D’autres, comme Jean-Jacques Pauvert, affirment leur indépendance et s’exposent dans le contexte d’une contre-culture. La permanence des œuvres complètes de Sade au catalogue de ses éditions a un triple impact pour le moins significatif. Le matraquage promotionnel mis en place résulte d’abord du modèle économique construit pour la parution de grands ensembles. Ces publications qui s’étalent sur plusieurs tomes sont coûteuses à imprimer et à stocker, et ce même à des époques plus favorables. Pauvert, à qui la justice donne le droit de publier Sade en 1958, signifie également par cette répétition (qui durera jusqu’au début des années 1970) une forme d’insoumission, faisant ainsi de son action éditoriale une lutte contre la censure, et de ce combat une raison d’être littéraire et commerciale. Il exhibe ainsi son indépendance et son avant-gardisme, mais aussi sa victoire juridique, qu’il met d’ailleurs en scène dans les outils promotionnels de l’époque. Sade devient en quelque sorte l’alter ego de l’éditeur. Clandestin, honnis puis réhabilité, il est placé au cœur de la culture française. Au-delà de Sade, Pauvert et d’autres éditeurs font la promotion de la littérature érotique, de sa valeur esthétique, mais aussi de son caractère dissimulé (et donc destiné à des initiés). Un créneau littéraire se construit alors, avec La Jeune Parque, Le Palimugre ou encore les éditions Régine Desforges. Il exploite les possibles de l’œuvre sadienne tout autant qu’il l’enferme dans ses orientations pornographiques, et désigne des spécialistes (Lo Duca) capables de mettre des mots sur un mouvement à part entière (l’érotologie). Cette intervention à toutes les étapes de la construction du livre comme objet de consommation, place sensible notamment dans les outils promotionnels, confère à l’éditeur littéraire une « fonction auctoriale » bien réelle et trop rarement prise en compte.

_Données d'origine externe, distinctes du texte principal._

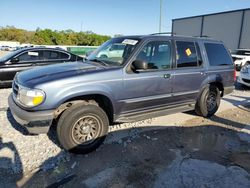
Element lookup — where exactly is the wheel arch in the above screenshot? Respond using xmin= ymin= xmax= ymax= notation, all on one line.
xmin=55 ymin=93 xmax=114 ymax=123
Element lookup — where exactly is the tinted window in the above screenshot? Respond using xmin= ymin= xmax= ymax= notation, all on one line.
xmin=17 ymin=51 xmax=42 ymax=62
xmin=195 ymin=43 xmax=203 ymax=66
xmin=176 ymin=41 xmax=198 ymax=68
xmin=136 ymin=41 xmax=171 ymax=69
xmin=205 ymin=43 xmax=232 ymax=66
xmin=232 ymin=50 xmax=250 ymax=56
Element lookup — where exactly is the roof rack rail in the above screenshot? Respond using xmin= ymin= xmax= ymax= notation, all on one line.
xmin=150 ymin=32 xmax=176 ymax=36
xmin=193 ymin=35 xmax=211 ymax=38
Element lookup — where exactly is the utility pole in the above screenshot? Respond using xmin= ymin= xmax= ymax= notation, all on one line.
xmin=159 ymin=0 xmax=162 ymax=33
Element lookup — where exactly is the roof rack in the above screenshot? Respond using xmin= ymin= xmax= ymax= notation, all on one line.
xmin=193 ymin=35 xmax=211 ymax=38
xmin=150 ymin=32 xmax=176 ymax=36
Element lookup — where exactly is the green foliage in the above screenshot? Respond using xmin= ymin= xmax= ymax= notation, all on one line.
xmin=0 ymin=26 xmax=110 ymax=46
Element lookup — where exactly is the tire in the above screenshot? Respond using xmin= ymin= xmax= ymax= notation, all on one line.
xmin=195 ymin=85 xmax=221 ymax=117
xmin=57 ymin=103 xmax=109 ymax=154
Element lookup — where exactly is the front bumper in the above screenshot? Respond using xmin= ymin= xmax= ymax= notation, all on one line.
xmin=237 ymin=74 xmax=250 ymax=87
xmin=8 ymin=94 xmax=54 ymax=134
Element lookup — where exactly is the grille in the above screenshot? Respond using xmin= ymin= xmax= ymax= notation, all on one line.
xmin=242 ymin=78 xmax=250 ymax=83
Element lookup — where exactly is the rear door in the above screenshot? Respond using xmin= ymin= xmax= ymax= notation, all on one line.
xmin=120 ymin=40 xmax=172 ymax=113
xmin=173 ymin=40 xmax=206 ymax=104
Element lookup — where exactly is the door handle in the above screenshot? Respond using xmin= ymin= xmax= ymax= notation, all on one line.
xmin=163 ymin=74 xmax=171 ymax=79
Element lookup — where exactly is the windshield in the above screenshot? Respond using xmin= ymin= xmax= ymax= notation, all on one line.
xmin=232 ymin=50 xmax=250 ymax=56
xmin=0 ymin=50 xmax=22 ymax=61
xmin=87 ymin=38 xmax=139 ymax=66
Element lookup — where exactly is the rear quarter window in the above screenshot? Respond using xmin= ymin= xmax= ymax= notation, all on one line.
xmin=204 ymin=43 xmax=232 ymax=66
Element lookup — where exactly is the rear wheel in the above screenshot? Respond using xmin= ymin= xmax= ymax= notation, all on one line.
xmin=57 ymin=103 xmax=109 ymax=153
xmin=195 ymin=85 xmax=221 ymax=117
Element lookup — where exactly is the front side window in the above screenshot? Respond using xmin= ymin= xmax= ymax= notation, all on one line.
xmin=205 ymin=43 xmax=232 ymax=66
xmin=87 ymin=38 xmax=140 ymax=66
xmin=136 ymin=41 xmax=171 ymax=70
xmin=176 ymin=41 xmax=201 ymax=68
xmin=232 ymin=50 xmax=250 ymax=56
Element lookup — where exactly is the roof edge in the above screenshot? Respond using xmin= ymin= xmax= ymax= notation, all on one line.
xmin=172 ymin=8 xmax=250 ymax=21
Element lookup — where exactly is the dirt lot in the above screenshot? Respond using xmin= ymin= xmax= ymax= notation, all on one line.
xmin=1 ymin=107 xmax=250 ymax=188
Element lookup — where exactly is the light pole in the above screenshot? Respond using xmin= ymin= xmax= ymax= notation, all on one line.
xmin=159 ymin=0 xmax=162 ymax=33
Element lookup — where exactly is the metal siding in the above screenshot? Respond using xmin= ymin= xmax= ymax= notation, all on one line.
xmin=203 ymin=11 xmax=243 ymax=50
xmin=240 ymin=10 xmax=250 ymax=48
xmin=172 ymin=17 xmax=202 ymax=36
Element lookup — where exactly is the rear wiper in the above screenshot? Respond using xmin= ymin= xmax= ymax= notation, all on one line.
xmin=88 ymin=58 xmax=109 ymax=66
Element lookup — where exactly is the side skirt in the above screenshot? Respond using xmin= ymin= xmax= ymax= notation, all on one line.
xmin=115 ymin=103 xmax=195 ymax=123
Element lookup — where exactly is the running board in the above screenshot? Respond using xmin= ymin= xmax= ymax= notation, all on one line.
xmin=115 ymin=104 xmax=195 ymax=123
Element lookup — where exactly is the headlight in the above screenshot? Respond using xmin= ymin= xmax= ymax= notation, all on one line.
xmin=240 ymin=66 xmax=248 ymax=74
xmin=17 ymin=87 xmax=45 ymax=107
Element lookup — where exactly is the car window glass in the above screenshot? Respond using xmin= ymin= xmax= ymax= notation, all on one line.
xmin=176 ymin=41 xmax=198 ymax=68
xmin=43 ymin=50 xmax=69 ymax=60
xmin=195 ymin=42 xmax=203 ymax=66
xmin=205 ymin=43 xmax=232 ymax=66
xmin=136 ymin=41 xmax=171 ymax=70
xmin=17 ymin=51 xmax=41 ymax=63
xmin=50 ymin=51 xmax=60 ymax=59
xmin=60 ymin=52 xmax=69 ymax=59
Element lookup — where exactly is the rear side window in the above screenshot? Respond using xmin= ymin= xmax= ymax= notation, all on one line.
xmin=136 ymin=41 xmax=171 ymax=70
xmin=176 ymin=41 xmax=202 ymax=68
xmin=205 ymin=43 xmax=232 ymax=66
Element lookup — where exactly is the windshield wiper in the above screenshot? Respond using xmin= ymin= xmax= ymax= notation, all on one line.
xmin=88 ymin=58 xmax=109 ymax=66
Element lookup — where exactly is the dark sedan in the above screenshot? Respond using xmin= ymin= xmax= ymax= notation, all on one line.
xmin=0 ymin=48 xmax=83 ymax=86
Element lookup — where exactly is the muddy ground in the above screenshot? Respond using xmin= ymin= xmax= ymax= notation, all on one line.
xmin=0 ymin=107 xmax=250 ymax=188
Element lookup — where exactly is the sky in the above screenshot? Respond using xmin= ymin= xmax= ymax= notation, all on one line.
xmin=0 ymin=0 xmax=250 ymax=36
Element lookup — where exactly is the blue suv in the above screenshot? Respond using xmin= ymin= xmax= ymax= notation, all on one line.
xmin=8 ymin=34 xmax=235 ymax=153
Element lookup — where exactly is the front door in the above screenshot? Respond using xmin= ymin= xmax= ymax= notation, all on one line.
xmin=173 ymin=41 xmax=206 ymax=104
xmin=121 ymin=40 xmax=172 ymax=113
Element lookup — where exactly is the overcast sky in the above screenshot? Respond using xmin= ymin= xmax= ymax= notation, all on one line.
xmin=0 ymin=0 xmax=250 ymax=35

La couverture, même lorsqu’elle ne présente aucune autre zone de texte que le nom de l’auteur et le titre du texte, constitue elle aussi une interface promotionnelle – un paratexte éditorial – de premier ordre. La grande sobriété est un indicateur à part entière de la littérature générale française et offre à Gallimard, dont la collection « Blanche » est marquée par ses cadres rouge et noir sur fond ocre, une sorte de soft power intellectuel. Julliard, Stock et sa collection bleue, Le Seuil avec son encadré rouge ou Albin Michel ne dérogent pas à cette tradition. Une marque s’élabore en filigrane, comme sur les couvertures des collections Points Seuil pour les sciences humaines ou avec le « masque et la plume » de la Librairie des Champs-Élysées pour le roman policier, les logotypes prenant une place essentielle dans la construction des univers littéraires. En mettant en avant des couvertures illustrées qui font écho au format atypique de ses livres, puis en adoptant presque systématiquement la jaquette, Actes Sud s’est affirmé aussi en dehors d’une école parisienne de l’édition. D’autres éditeurs peuvent revendiquer de manière plus radicale encore leur position éditoriale et leur refus de la sobriété afin de construire une image reconnaissable entre toutes. Telle est la position adoptée par Le Dilettante, maison à la fois exigeante et populaire. Le recours à des illustrations originales (Wolinski, Trondheim… ), à de grands noms de la peinture (Dubuffet) ou à des séries photographiques garantit une place de choix sur les étals des libraires, imprimant le livre dans la mémoire des lecteurs… et donc des acheteurs. Ainsi, un grand succès populaire tel que Billie d’Anna Gavalda (2013) est déjà orienté par l’ânon qui, sur la couverture, court dans un pré fleuri et par une typographie arrondie. Ces éléments constituent une première approche du roman, y compris pour tous les lecteurs qui n’en feront pas l’acquisition. En tant qu’affiche en réduction, selon le typographe Robert Massin (créateur, entre autres, des chartes graphiques pour les collections Folio et L’Imaginaire chez Gallimard), la couverture se drape d’une image et donc d’une visée beaucoup plus populaire qui offrent une couleur et une atmosphère au texte. Héritage du livre de poche qui s’impose en France à partir des années 1950, ce principe permet à un graphiste tel que Pierre Faucheux, dont les archives sont conservées à l’IMEC, d’utiliser cet espace comme le « générique » du texte.

F.G.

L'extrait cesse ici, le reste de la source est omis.